Смех ее просочился через окно и заставил затрястись и зазвенеть металлические погремушки, висевшие на дереве рядом с молельней. Она смеялась так громко, что ее услышал младенец в доме старшей сестры шамана, замахал своими крохотными кулачками и тоже засмеялся. Не понимая, что привело в восторг ребенка, шаман захихикал. Медведь с пониманием задышал; он бы тоже засмеялся, если бы мог. Двоюродная сестра шамана встретилась взглядом с Лиззи, и обе покатились со смеху. Даже молодая мать в своей постели из оленьих шкур улыбнулась во сне.

Смех Феверс вливался в щели оконных рам и дверных проемов каждого дома в деревне; жители шевелились в постелях и смеялись над шуткой вторгшейся в их сон, от которой наутро осталось только воспоминание о доставленной радости Она смеялась, смеялась и смеялась.

Казалось, смех этой счастливой молодой женщины поднимался из дикой пустыни в виде смерча, который несся над Сибирью.

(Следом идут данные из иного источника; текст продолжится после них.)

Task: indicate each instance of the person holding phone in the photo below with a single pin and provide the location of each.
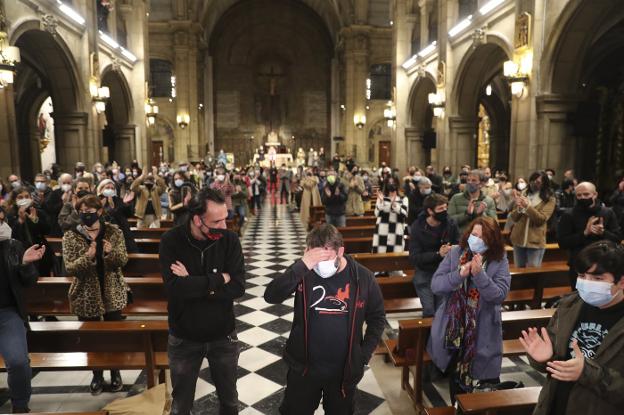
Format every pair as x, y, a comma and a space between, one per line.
431, 236
588, 222
17, 270
391, 211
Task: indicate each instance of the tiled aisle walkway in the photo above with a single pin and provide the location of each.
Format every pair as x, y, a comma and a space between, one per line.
271, 243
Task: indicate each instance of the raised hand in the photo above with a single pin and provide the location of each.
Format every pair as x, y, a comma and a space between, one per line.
33, 254
538, 347
568, 370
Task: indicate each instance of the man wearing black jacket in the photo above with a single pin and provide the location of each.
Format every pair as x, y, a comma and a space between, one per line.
326, 354
16, 271
431, 237
203, 270
587, 222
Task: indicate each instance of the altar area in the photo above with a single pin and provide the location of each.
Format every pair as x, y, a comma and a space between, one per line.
273, 151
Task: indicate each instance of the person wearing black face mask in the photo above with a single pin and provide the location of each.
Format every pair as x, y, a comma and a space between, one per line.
96, 258
588, 222
148, 189
431, 237
203, 270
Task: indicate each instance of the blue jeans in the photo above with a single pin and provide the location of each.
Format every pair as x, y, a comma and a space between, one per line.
185, 359
14, 351
422, 285
528, 257
337, 221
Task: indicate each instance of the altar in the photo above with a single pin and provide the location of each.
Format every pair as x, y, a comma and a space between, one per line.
273, 151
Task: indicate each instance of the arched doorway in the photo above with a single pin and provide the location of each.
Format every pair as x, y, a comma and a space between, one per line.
118, 134
483, 109
47, 71
272, 74
588, 68
420, 122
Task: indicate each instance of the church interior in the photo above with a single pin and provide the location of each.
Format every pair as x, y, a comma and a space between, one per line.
225, 87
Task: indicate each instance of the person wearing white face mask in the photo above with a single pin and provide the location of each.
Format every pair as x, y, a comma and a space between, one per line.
581, 348
473, 280
326, 353
16, 272
116, 211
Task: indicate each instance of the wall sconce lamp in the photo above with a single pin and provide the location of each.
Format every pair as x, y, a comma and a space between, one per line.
517, 78
9, 58
151, 111
437, 102
390, 114
359, 120
99, 95
183, 120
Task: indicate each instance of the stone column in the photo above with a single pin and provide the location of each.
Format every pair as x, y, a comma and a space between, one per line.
9, 156
70, 131
461, 147
124, 144
555, 147
414, 139
356, 57
402, 39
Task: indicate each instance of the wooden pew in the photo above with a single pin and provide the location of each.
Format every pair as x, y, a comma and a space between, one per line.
49, 296
520, 401
408, 350
357, 231
75, 345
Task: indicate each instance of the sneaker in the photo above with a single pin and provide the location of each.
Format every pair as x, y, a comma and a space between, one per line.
97, 385
116, 382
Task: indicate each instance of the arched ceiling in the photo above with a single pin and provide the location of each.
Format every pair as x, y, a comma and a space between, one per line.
334, 13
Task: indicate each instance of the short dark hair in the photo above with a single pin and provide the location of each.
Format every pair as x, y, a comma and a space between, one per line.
434, 200
199, 203
324, 235
606, 255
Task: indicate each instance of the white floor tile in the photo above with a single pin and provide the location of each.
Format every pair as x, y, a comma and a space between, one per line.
253, 388
257, 318
255, 359
256, 336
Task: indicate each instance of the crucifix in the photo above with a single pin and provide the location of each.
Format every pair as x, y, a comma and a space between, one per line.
273, 78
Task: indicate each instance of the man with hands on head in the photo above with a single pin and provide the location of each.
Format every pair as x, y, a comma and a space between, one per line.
202, 265
17, 270
326, 353
581, 348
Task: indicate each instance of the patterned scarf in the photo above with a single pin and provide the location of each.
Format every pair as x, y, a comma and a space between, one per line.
461, 331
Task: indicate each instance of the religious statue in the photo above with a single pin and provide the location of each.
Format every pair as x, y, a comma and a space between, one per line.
222, 158
300, 157
272, 154
310, 157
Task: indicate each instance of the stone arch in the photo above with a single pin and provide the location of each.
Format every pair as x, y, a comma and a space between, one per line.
578, 27
48, 68
119, 132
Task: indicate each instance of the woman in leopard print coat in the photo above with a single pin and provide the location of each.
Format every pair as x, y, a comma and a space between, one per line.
94, 253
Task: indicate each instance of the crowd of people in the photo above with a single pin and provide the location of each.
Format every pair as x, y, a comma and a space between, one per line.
456, 247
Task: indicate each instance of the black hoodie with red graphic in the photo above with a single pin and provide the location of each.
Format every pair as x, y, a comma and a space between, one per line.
363, 292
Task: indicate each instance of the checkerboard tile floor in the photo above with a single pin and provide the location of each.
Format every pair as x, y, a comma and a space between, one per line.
272, 241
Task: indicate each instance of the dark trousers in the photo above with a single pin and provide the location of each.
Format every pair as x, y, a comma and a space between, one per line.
14, 351
303, 395
110, 316
185, 359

Он щекотал бока спящим жителям городка Р., проникал в контрапункт музыки в доме Маэстро; жительницы Республики свободных женщин ощущали его как освежающий ветер. Его эхо достигло Полковника и Беглеца, уютно устроившихся в вагоне по пути в Хабаровск, и вызвало на их лицах смущенные улыбки.

Вращающийся с безумной скоростью смерч смеха Феверс встряхнул весь земной шар, словно неожиданный ответ разворачивавшейся на нем исполинской комедии, пока не засмеялось все, что живет и дышит. Или так показалось обманутому мужу, который понял, что тоже смеется, не уверенный в том, не он ли стал предметом смеха. Немного успокоившись, Феверс присела перед Уолсером на корточки и стала покрывать его лицо поцелуями. Как же он ей нравился!

– Подумать только, ведь я тебя все-таки обманула! – восторженно произнесла она. – Это доказывает, что верить нельзя никому.